Directing myself in accordance with those principles, I have not the least doubt that this is an application which was properly made and which should be granted. The papers before us disclose nothing short of a deplorable and disgraceful campaign waged remorselessly by the Respondent against Mayfair, their staff and their advisors. It has been characterised by a remarkable degree of venom and has encompassed an ever widening circle of victims. The Respondent has shown himself a singularly vindictive and persistent campaigner. He has lost no opportunity to harass all whom he has identified as being associated with his opponent’s cause. He has ruthlessly and maliciously abused the court’s processes and facilities, civil and criminal, in the course of this vendetta.

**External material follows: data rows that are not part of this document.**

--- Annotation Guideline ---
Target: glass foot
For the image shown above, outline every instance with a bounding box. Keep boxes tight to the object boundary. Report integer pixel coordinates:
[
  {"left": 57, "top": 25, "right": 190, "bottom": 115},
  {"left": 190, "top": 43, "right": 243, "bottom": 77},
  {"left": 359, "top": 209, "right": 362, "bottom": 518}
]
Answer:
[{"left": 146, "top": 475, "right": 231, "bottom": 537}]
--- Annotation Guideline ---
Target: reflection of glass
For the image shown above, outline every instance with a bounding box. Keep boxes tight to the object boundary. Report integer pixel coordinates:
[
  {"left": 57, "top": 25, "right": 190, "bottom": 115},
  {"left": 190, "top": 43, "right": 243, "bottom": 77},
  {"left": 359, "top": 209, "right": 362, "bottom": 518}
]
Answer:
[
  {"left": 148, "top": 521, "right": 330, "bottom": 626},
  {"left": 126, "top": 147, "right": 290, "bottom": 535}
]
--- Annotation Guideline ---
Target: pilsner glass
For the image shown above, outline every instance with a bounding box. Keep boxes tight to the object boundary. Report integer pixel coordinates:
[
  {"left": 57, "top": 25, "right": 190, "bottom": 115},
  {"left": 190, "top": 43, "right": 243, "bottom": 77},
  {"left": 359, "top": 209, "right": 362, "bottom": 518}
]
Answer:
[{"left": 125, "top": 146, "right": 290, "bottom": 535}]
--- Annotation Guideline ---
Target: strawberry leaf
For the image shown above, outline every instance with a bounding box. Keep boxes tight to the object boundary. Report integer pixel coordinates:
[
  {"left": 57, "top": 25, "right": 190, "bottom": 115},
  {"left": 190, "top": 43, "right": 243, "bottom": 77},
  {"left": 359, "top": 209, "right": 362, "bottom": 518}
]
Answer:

Over many years I cannot recall a clearer case for a section 42 all proceedings Order. For my part, I would grant it.

MR JUSTICE GARLAND: I agree. In the end when one considers not only the number of civil actions commenced and criminal informations laid by the Respondents, some plainly malicious, but also the multiplicity of summonses, applications and appeals initiated by him, together with telephone calls, faxes and correspondence, some both extremely unpleasant and vindictive, the anxiety and distress caused to individuals, the waste of time and resources, both private and public, resulting from those activities which are utterly to be deplored, I wholly concur with my Lord in the Order that he made.


MR JAY: My Lord, I have no other applications.